Tag Archives: William Carlos Williams

There’s more enterprise

30 Mar

When I listen NPR’s This I Believe, I start to feel sorry for myself.  All those people earnestly believing things.

I could be a regular contributor to a cranky spin-off called This I Don’t Believe, but I think most people can conjure those feelings without my help.

But I do like (let’s leave belief out of it) playing with words, especially riffing on a poem as if I’d wrought it.  It’s a silly passion.  But I’m not the only fool who’s caught it.

Check out what Kenneth Koch does with “This is Just to Say,” the very William Carlos Williams poem that charmed me a few months ago.  You can’t miss Koch’s wink at Williams (“I have eaten the plums…”) in the first three lines:

To High Spirits

You have taken the vodka
That I was probably
Saving for tomorrow.
Go on and take it
For there’s more enterprise
In waking naked.

And what about those last three lines?  “Go on and take it” sounds like a hangover talking, followed by the suddenly literary “for there’s more enterprise,” and then back down in tone for the big finish: “in waking naked.”
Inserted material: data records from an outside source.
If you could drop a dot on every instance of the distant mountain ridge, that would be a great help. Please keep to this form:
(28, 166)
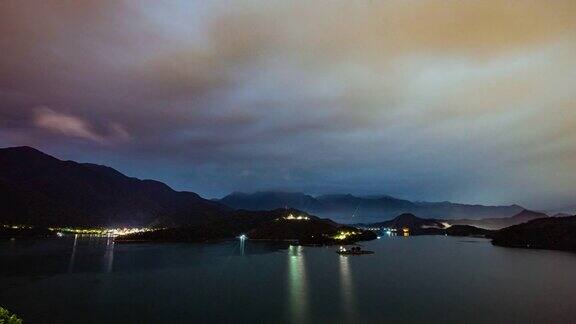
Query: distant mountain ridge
(499, 223)
(353, 209)
(40, 189)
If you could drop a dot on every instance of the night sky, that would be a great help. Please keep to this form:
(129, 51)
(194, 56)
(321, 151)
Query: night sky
(468, 101)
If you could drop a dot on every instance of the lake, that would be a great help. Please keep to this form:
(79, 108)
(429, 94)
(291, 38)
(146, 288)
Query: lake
(431, 279)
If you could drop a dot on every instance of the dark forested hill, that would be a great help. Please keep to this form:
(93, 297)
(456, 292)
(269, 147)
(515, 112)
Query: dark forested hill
(36, 188)
(353, 209)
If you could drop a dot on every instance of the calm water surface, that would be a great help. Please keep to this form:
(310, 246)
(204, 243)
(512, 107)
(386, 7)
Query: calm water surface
(417, 279)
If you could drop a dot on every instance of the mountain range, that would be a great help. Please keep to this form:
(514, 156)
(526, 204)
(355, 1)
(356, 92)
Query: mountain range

This poem winks twice.  Once at Williams, and, then, at Yeats.

You’ll see what I mean, and I bet you’ll like Kenneth Koch even more.  Here is “The Coat” by William Butler Yeats:

I made my song a coat
Covered with embroideries
Out of old mythologies
From heel to throat;
But the fools caught it,
Wore it in the world’s eyes
As though they’d wrought it.
Song, let them take it,
For there’s more enterprise
In walking naked.

This is just to say that I love the game that Koch is playing.  There’s enterprise in it.

April is National Poetry Month.  Grab some poem (go on and take it!) and wear it in the world’s eyes.  Yeats and Koch don’t mind.  I bet Williams doesn’t either.